Le jeune parti chiite intègre dans ses rangs un certain Imad Moughniyeh, qui avait déjà acquis une certaine expérience d’artificier auprès de la force d’élite du Fatah palestinien. Il est en charge du recrutement des miliciens et reçoit ses ordres directement de l’ambassade iranienne à Damas. Le premier fait d’armes du nouveau groupuscule islamiste est l’œuvre d’Ahmad Jaafar Qassir, un jeune chiite libanais de 18 ans, acquis à la cause du Hezbollah. Le 11 novembre 1982, le jeune homme, qui a rejoint le Jihad islamique – groupe palestinien autant proche de l’Iran que du Hezbollah – fonce avec une voiture remplie d’explosifs dans l’immeuble qui abritait le commandement militaire régional et les services gouvernementaux israéliens à Tyr, dans le sud du Liban.
L’explosion détruit le bâtiment et tue plus de 140 personnes, dont 74 soldats israéliens. Ce premier attentat-suicide est le premier d’une longue série qui va mettre à mal la stratégie de domination de l’armée israélienne sur une partie du territoire libanais. Imad Moughniyeh est en charge de mener une véritable campagne de sabotage et de terreur contre les troupes militaires israéliennes au Liban. Les activités du Hezbollah visent également les intérêts occidentaux dans la région.
En représailles au soutien quasi-unanime de la France et des États-Unis à l’Irak de Saddam Hussein dans sa guerre contre l’Iran, la milice chiite aurait orchestré l’attaque de l’ambassade américaine au Liban le 18 avril 1983. La déflagration fait 63 morts, dont des membres du bureau de la CIA présents sur place. Le 23 octobre de la même année, une caserne des Marines à l’aéroport de Beyrouth et une base française de parachutistes sont visées par deux attaques simultanées, faisant respectivement 241 et 58 morts. Jusqu’à présent, l’Iran et le Hezbollah nient catégoriquement être responsables de ces attaques.
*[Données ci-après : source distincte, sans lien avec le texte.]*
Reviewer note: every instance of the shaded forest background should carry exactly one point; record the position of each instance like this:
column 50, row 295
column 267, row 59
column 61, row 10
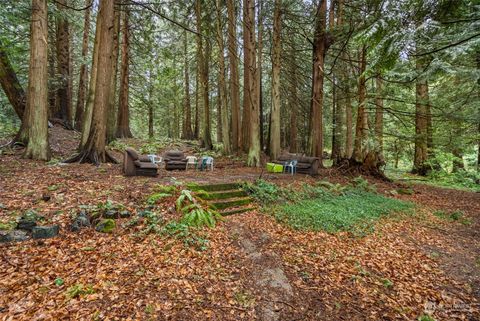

Le parti chiite libanais et ses satellites continuent néanmoins de frapper sans relâche les troupes israéliennes, comme en novembre 1983 avec un kamikaze qui se fait exploser à Tyr sur le bâtiment du Shin Bet, le service de sécurité intérieure israélien. Soixante personnes sont tuées.
Comme un an plus tôt, cette attaque est revendiquée par le Jihad islamique.
Ainsi, au regard de sa création, le Hezbollah est une réponse à l’intervention militaire israélienne au Liban. De ce fait, le parti chiite comble un vide milicien avec le départ des troupes de l’OLP en 1982. Sa radicalité va également être une des raisons de sa réussite, le mouvement va attirer dans ses rangs des déçus du parti Amal, des anciens communistes et des anciens baathistes.